Thomas Harper Goodspeed officially became the Director of the UC Botanical Garden in 1934 and remained so until 1957. He had been a key figure in the operation of the UC Botanical Garden throughout the 1920s, becoming Garden Curator in 1926 and overseeing the Garden’s relocation to Strawberry Canyon.

Originally drawn to the Botanical Garden because of his work attempting to trace the origin, via hybridization, of the numerous varieties of cultivated Nicotiana (tobacco and its close relatives), Goodspeed was able to continue his research as Director and maintained an almost complete collection of the species.

Over the course of his long tenure as Director, he developed significant collections of the Garden. Major early additions included the Rhododendron Dell, the New World Desert and associated cactus and succulent collections, and the California Redwood Grove (now Stephen J. Mather Redwood Grove). These were followed by the addition of the Chinese Dawn Redwoods (Metasequia) from one of the earliest expeditions to China by Berkeley paleobotanist Dr. Ralph Chaney.

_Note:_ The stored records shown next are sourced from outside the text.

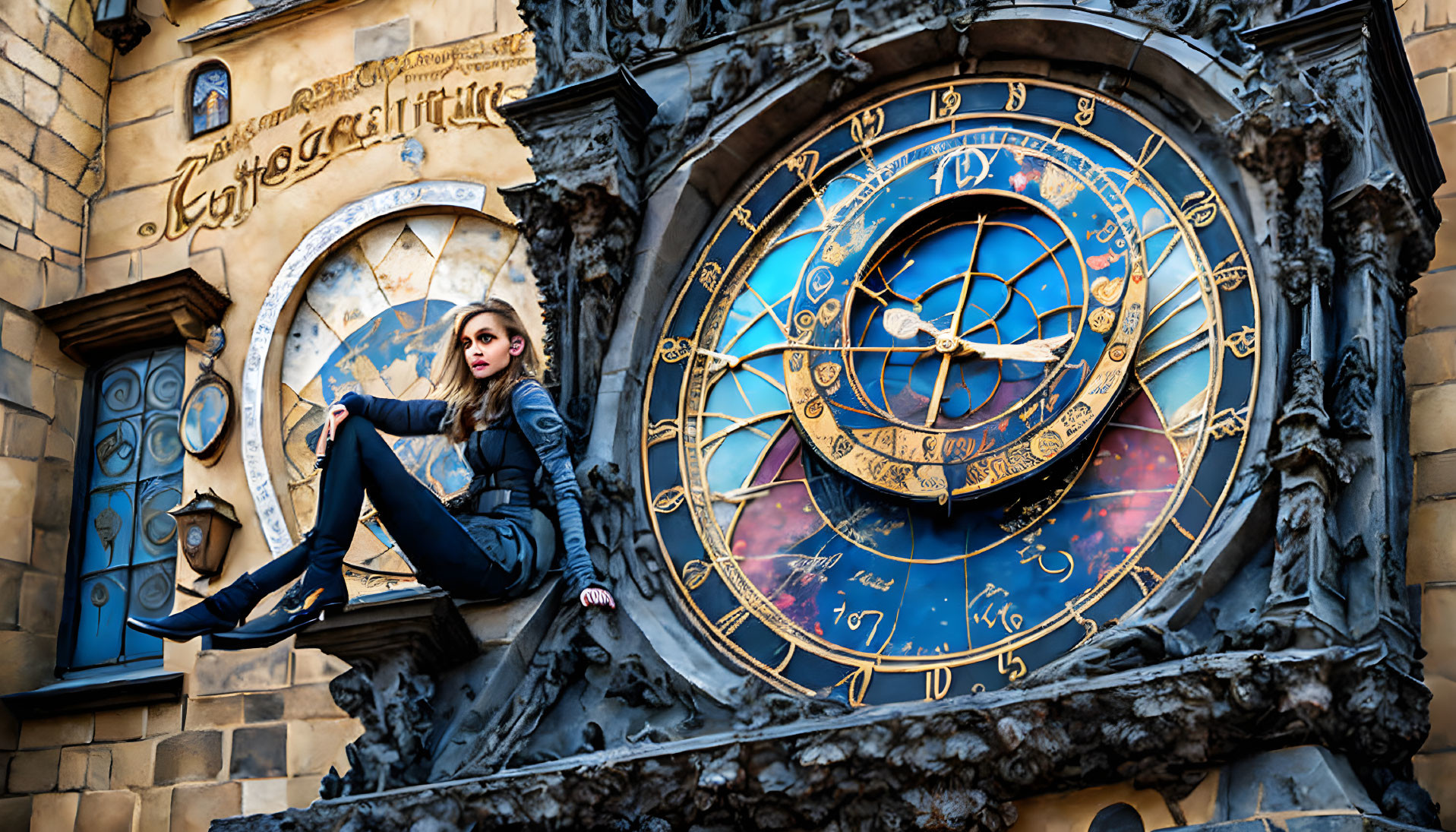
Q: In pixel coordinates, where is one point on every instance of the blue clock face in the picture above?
(954, 384)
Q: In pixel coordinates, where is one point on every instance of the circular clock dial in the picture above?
(957, 382)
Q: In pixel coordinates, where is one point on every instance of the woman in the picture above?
(487, 544)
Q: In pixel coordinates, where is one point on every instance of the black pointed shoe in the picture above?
(220, 612)
(306, 602)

Goodspeed also initiated a series of six expeditions to the Andes (carried out between 1935 and 1958). Their primary objective was to collect all species of the genus Nicotiana, with determination of their ranges. A secondary objective was collection of Andean plants in botanically unknown areas, and which led to the acquisition of a magnificent collection of South American cacti and succulents.